Dalam sidang lanjutan ini JPU juga menghadirkan pelapor Mohammad Farid (bakal calon PAW Kades Gugul) sebagai saksi. Selain itu, turut dihadiri ke-5 terdakwa yang sebelumnya didakwa dengan 4 Pasal oleh Jaksa Penuntut Umum.
Berdasarkan pantauan media ini, sidang pemeriksaan saksi tersebut berlangsung memanas saat tim hukum dari ke-5 terdakwa mencecar para saksi dengan sejumlah pertanyaan di dalam persidangan.
Kuasa hukum 5 terdakwa, Ribut Baidi menilai bahwa alat bukti dan keterangan saksi-saksi yang dihadirkan oleh Jaksa Penuntut Umum (JPU) tidak sinkron dan tidak dapat dipercaya.
“Yang kita ragukan ada beberapa alat bukti surat dan keterangan saksi-saksi yang dihadirkan oleh JPU tidak sinkron,” tegas Ribut Baidi kepada awak media.
Dalam perkara ini, pria berkacamata tersebut ingin mencari kebenaran materiil dengan sebenar-benarnya dari fakta persidangan agar bisa terungkap siapa yang benar dan siapa yang salah.
Kata dia, tim hukum 5 terdakwa masih merasa ada yang janggal dalam proses hukum, sebab kasus yang menjerat 5 kliennya itu hakikatnya sudah pernah digugat di PTUN dan PT TUN Surabaya.
Saat itu, sambung dia, panitia sudah menerima secara administrasi dan Kades terpilih PAW itu sudah tidak bisa dilantik.
“Perkara ini bukan perkara pidana tapi perkara administrasi (perdata) karena memang disidangkan dan putusannya sudah keluar, dan juga semua pihak sudah menerima,” terangnya.

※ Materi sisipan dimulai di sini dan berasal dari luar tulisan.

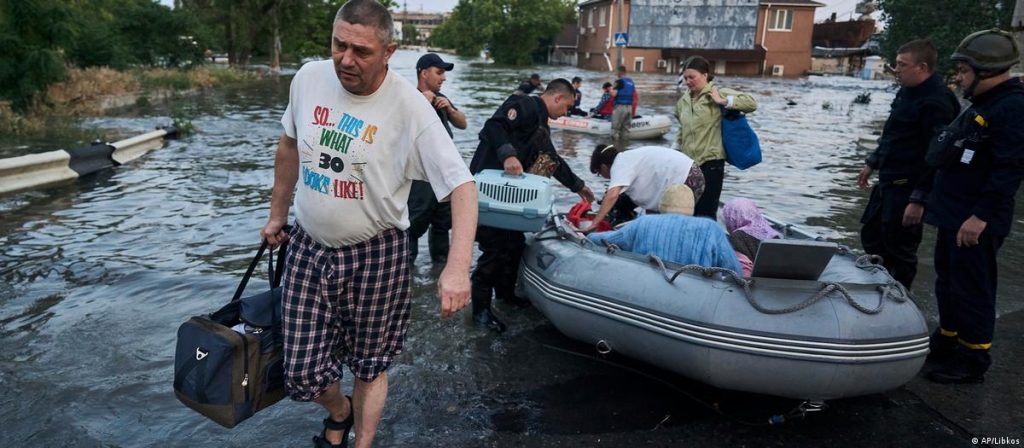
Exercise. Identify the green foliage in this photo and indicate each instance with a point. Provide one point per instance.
(514, 30)
(31, 35)
(409, 34)
(909, 19)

Namun, ia akan terus mengikuti proses hukum dan akan menghormati hukum acara pidana yang diterapkan di persidangan yang menimpa 5 kliennya tersebut.

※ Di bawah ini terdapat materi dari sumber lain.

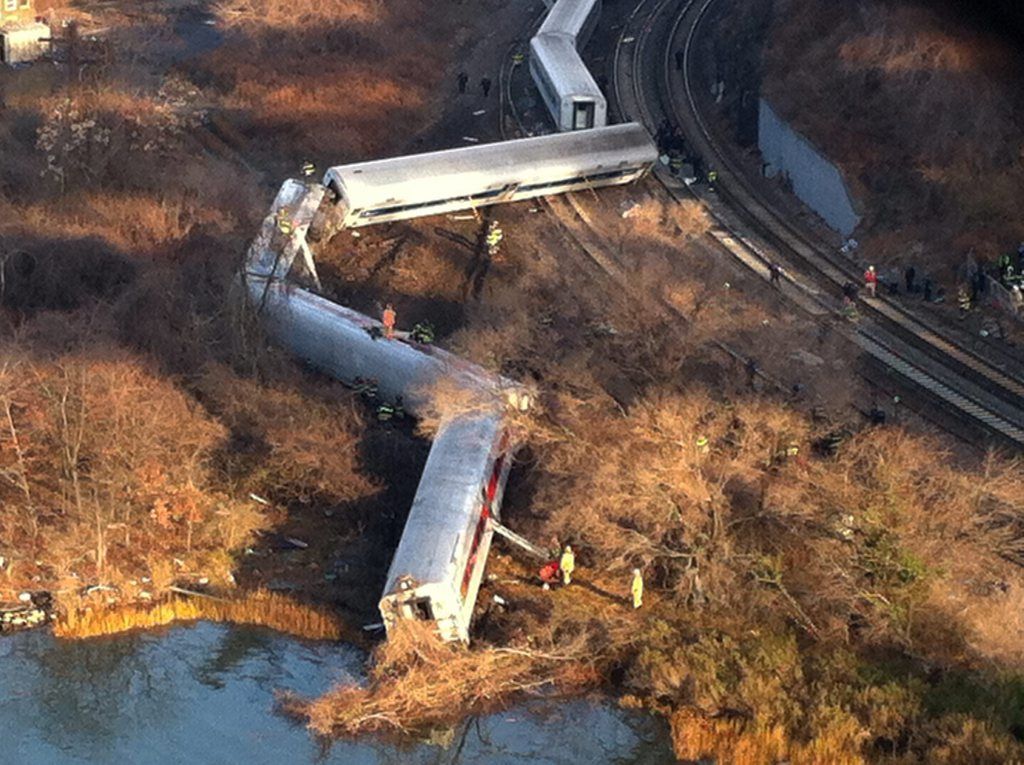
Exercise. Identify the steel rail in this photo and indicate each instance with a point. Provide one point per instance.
(947, 378)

“Kami berharap hakim bisa melihat perkara ini secara objektif dan 5 terdakwa bisa mendapat keadilan,” harapnya.
Terpisah, Mohammad Farid pelapor mengatakan puas dengan beberapa pertanyaan yang diajukan kepada dirinya.
“Saya sudah memberikan kesaksian yang sebenar-benarnya. Artinya sesuai dengan fakta-fakta yang terjadi di Lapangan,” ucap dia, singkat.

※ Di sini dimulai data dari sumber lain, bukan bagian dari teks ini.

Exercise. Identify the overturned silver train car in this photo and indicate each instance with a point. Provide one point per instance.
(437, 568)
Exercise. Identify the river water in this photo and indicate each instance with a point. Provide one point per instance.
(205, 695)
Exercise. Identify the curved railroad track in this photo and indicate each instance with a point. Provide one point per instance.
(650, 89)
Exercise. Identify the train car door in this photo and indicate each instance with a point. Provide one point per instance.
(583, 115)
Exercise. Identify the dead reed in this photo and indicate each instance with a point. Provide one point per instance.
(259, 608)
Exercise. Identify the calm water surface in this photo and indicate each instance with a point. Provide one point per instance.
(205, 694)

Sementara, Jaksa Penuntut Umum Erwan menyebut Pelapor dihadirkan karena keterangannya sangat diperlukan dalam persidangan sebagai saksi.
”Kalau dia (Mohammad Farid, Red) harus hadir memang karena kan perkara ini ada karena laporan dari yang bersangkutan. Sehingga, kesaksiannya sangat dibutuhkan dalam perkara ini,” ujar Erwan.
Selain itu, pihaknya juga akan menghadirkan 4 hingga 5 saksi dalam kasus tersebut.
“Mereka akan memberikan kesaksian sesuai fakta yang diketahui. Sehingga, bisa menguatkan pembuktian dalam sidang pemalsuan surat itu,”pungkasnya.